There Is a Role for Everyone in this Constant Struggle for Justice
It has been over a week since the murder of George Floyd by Minneapolis police officers. Since then, I have been filled with emotions of sadness, anger, and pain. To express the feelings I had bottled up, I took to the streets to protest.
For those who haven’t been in the streets to protest, you may have been left trying to figure out how you can best serve the movement for Black lives and social justice. You may even believe that you have no role in this movement.
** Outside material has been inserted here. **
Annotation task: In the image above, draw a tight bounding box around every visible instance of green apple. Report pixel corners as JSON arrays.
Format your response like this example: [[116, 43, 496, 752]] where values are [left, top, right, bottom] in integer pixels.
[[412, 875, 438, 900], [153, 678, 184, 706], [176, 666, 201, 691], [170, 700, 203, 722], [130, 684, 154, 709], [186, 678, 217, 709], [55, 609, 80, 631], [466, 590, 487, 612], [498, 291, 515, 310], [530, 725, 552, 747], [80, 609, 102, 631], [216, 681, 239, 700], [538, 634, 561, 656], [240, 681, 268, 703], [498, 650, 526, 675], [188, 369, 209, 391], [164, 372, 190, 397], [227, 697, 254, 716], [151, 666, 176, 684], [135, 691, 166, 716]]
There is a role for those who want to protest in the streets, but there is also a role for you, too.
When protests first started happening in Philadelphia, I made signs, prepared my “protesting bag,” and participated in the demonstrations prepared by organizations including Black Lives Matter Philadelphia and Philadelphia for Real Justice.
I’ve always felt the need to be a part of protests. For me, it dates back to my time as an undergraduate student at the University of Tennessee when our Office of Diversity and Inclusion got defunded and students demanded justice. Or the time where the university took no action to address instances of blackface, and all I could think about was protesting in the offices of administration rather than focus on my studies. In either case, including others not mentioned, I took to the streets accompanied by others who felt the compelling need to shout and demand justice.
More recently though, I’ve been navigating a space where I want to mobilize and be on the front lines, but I have also notice that I am clouded with an uncertainty of how I truly fit into the fight for justice — many of you may even feel the same way.
The reality of protesting is that it’s not for everyone, and it also looks different for how people decide to protest. Even though people may have decided to take to the streets, many of us have drifted to a place of feeling lost, uncertain, and also confused about how we can best serve the movement for justice and liberation of people who continue to be oppressed.
Deepa Iyer with SolidarityIs and Building Movement Project created an ecosystem framework that guides us to think about our role with social justice, and in this case, our role in the fight for social justice and liberation of the oppressed.
She imagines us to think about what our values are, whether or not we are aligned with them given our current time, what the needs of the communities around us are, and what we offer to the movement and fight for justice with our full energy.
Our full energy is essential here because it allows us to reflect and assess ways that we can better utilize our strengths to genuinely and authentically serve the communities around us.
Iyer’s framework includes ten pillars — ways people can utilize our strengths for social justice — that are centered around equity, inclusion, liberation, justice, solidarity, resiliency, and interdependency. It shows that we can be inspired by those who have taken to the streets, yelled the chants for justice, and demanded action, but we can also be inspired by the actions of others whose work may go unnoticed but still equally contribute to what is needed for justice.
For those who are out wondering what your role might be in all of this, I hope that these ten pillars help you as you reflect:
- Weavers see the through-lines of connectivity between people, places, organizations, ideas, and movements.
- Experimenters innovate, pioneer, and invent. They tale risk and course-correct as needed.
- Frontline Responders address community crises by marshaling and organizing resources, networks, and messages.
- Visionaries imagine and generate our boldest possibilities, hopes, and dreams, and remind us of our direction.
- Builders develop, organize, and implement ideas, practices, people, and resources in service of a collective vision.
- Caregivers nurture and nourish the people around you by creating and sustaining a community of care, joy, and connection.
- Disrupters take uncomfortable and risky actions to shake up the status quo, raise awareness, and build power.
- Healers recognize and tend to the generational and current traumas caused by oppressive systems, institutions, policies, and practices.
- Storytellers craft and share our community stories, cultures, experiences, histories, and possibilities through art, media, and movement.
- Guides teach, counsel, and advise, using gifts of well-earned discernment and wisdom.
I look at this and reflect on how I’m thankful for the disrupters and frontline responders that have been on the streets organizing and demanding justice. I am thankful for the weavers that remind us about the intersectionality of social justice issues emphasizing that when we say Black Lives Matter, we mean ALL Black lives. I am thankful for the guides that are using their platforms to gather resources, make them available for the public, and educate. I am thankful for the healers and caregivers that are helping us to navigate trauma. I am thankful for the visionaries, experimenters, and builders that are imagining what a better future looks like for us, despite what the world looks like right now. And I am thankful for the storytellers that uplift the voices of those behind this very movement.